Выводы, к которым мы пришли в этом обсуждении основ естественной этики, теперь могут быть подытожены. Мы интерпретировали объект феноменального Бытия как Жизнь.

Этическое качество жизни заключается в ее сознательной и активной гармонии с Целым.

Мотив для этического действия заключается в том факте, что мы являемся частью этого Целого. Ощущение этой связи — такая же глубокая часть человеческой природы, как и ощущение своей самости, или даже более глубокая.

Жить для Других, таким образом, является не более истинным воплощением естественной этики, чем жить для Себя. Истинное воплощение — Живи для Целого, Целого, которое включает в себя как других, так и тебя самого, которое больше всего человечества, но способно быть верно служенным в тишине одного человеческого сердца.

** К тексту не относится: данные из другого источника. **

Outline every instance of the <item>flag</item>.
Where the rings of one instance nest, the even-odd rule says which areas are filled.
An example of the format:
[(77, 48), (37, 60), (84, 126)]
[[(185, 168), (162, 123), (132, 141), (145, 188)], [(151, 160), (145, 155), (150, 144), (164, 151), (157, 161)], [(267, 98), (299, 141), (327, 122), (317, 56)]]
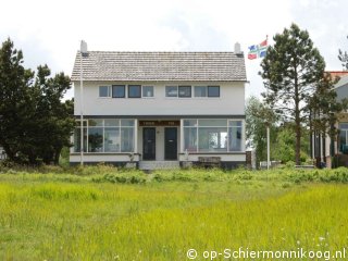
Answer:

Теперь перед нами, следовательно, ясное представление о критерии и санкции этического действия. Критерий применяется, когда мы спрашиваем о чем-либо, сделанном человеком: «Способствует ли это жизни в Целом?» Санкция обнаруживается в том факте, что каждый из нас является органической частью этого Целого. Самая богатая и полная жизнь, очевидно, достигается наиболее полным развитием всех наших способностей, которое позволяют нам наши возможности. Этика, следовательно, существует для жизни, а не жизнь для этики. Это простое положение неизбежно вытекает из научного представления о мире. Величайшее из заблуждений — представлять жизнь существующей для какой-либо иной цели, или определять ее стремление как нечто более или менее отдаленное от нашего нынешнего существования. Наша «вечная жизнь» — это не что-то грядущее, мы живем ею здесь и сейчас. Это не паломничество и не место подготовки; она не ведет нас ни в рай, ни в ад, ни к далекому судейскому престолу. Мы предстоим перед этим судейским престолом каждый час; рай и ад, которые он распределяет, — это повседневный опыт, через который мы проходим; а святые и пророки этой веры — те, кто наиболее глубоко почувствовал и наиболее полно раскрыл великие реальности существования, скрытые от нас не столько тьмой могилы, сколько неосязаемыми завесами привычки и обычая. Могила действительно имеет тайну, но не ужас мрака для тех, кто осознает, что вселенная — лишь водоворот в потоке жизни. Через этот водоворот мы видим поток, мы чувствуем его силу и движение; и мы знаем, что субстанция, из которой он сделан, — это сама материя жизни.

ЧАСТЬ III: ИСКУССТВО

ГЛАВА X

ИСКУССТВО И ЖИЗНЬ

«Подобно живому существу, единому и целому». — Аристотель.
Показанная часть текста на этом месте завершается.